Croatia is famous for its Islands, with over 1000 of them it’s not easy to decide what to visit.
This itinerary brings you to several of them – Mljet, Korcula, Hvar, Brac – among the most beautiful islands to bike in Europe, without forgetting the historical importance of Dubrovnik and Split, and the gorgeous natural show of Plitvice.
Crystal waters, pristine nature, good food and wine, plenty of day and night activities – the Croatian coast is a great bike touring destination.
You may be keen to slip the helmet on and slide your feet onto the pedals, but before you set off, you’ll need to be prepared.
Cycling is a high-energy activity so even along the flattest routes you’ll need to have plenty to keep you going.
Cyclists typically pack light so they don’t have to carry around heavy bike bags. But there are some essentials that you’ll need such as snacks and fluids.

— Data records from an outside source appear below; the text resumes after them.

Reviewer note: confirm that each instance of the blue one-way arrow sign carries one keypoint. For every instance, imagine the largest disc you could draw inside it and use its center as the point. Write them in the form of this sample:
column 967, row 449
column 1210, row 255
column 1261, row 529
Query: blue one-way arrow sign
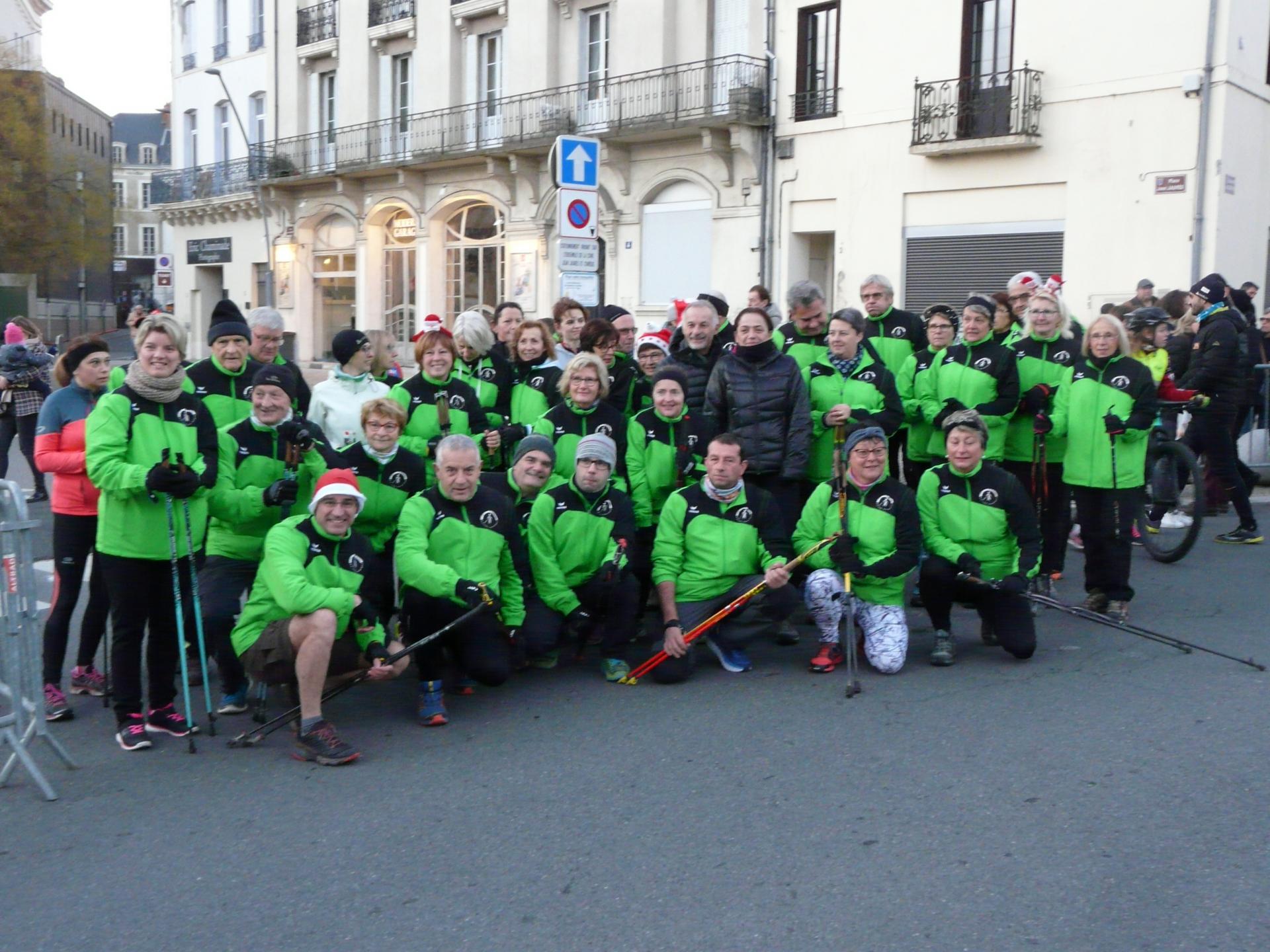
column 577, row 161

You might plan to eat en route but you should still be prepared just in case you can’t find food anywhere, or you have a little mishap, such as a punctured tire – so always pack a few snacks with you: nuts, dried fruit, and energy bars are our go-to cycling food.
Don’t forget you’ll need fluids too so taking some bottles of water is recommended.
FAQs about cycling in Europe
How long does it take to cycle Europe?
The time necessary to cycle through Europe totally depends on what sort of routes you want to take, your style of cycling, and your fitness level. A straight crossing from London to Istanbul will take about 30 days for an experienced cyclist who takes little rest. An average person could bike the same distance more relaxingly in about 2 months (3000km/1900mi.).
Is cycling in Europe safe?
Europe can be either safe or dangerous. It really depends where you go. In big cities, criminality is a reality and bike theft is much more common than in Asia or Africa. Main roads and highways are also very densely trafficked and can be risky on a bike. Sticking to secondary roads and cycling paths makes cycling in Europe very safe.
Can I travel by bike across Europe?
Of course, you can travel Europe on a bike. Most of central Europe is flat and the road network is great, with plenty of dedicated cycling lanes and paths. Cycling across Europe can be done by almost anyone with a bare minimum level of fitness and some time at hand.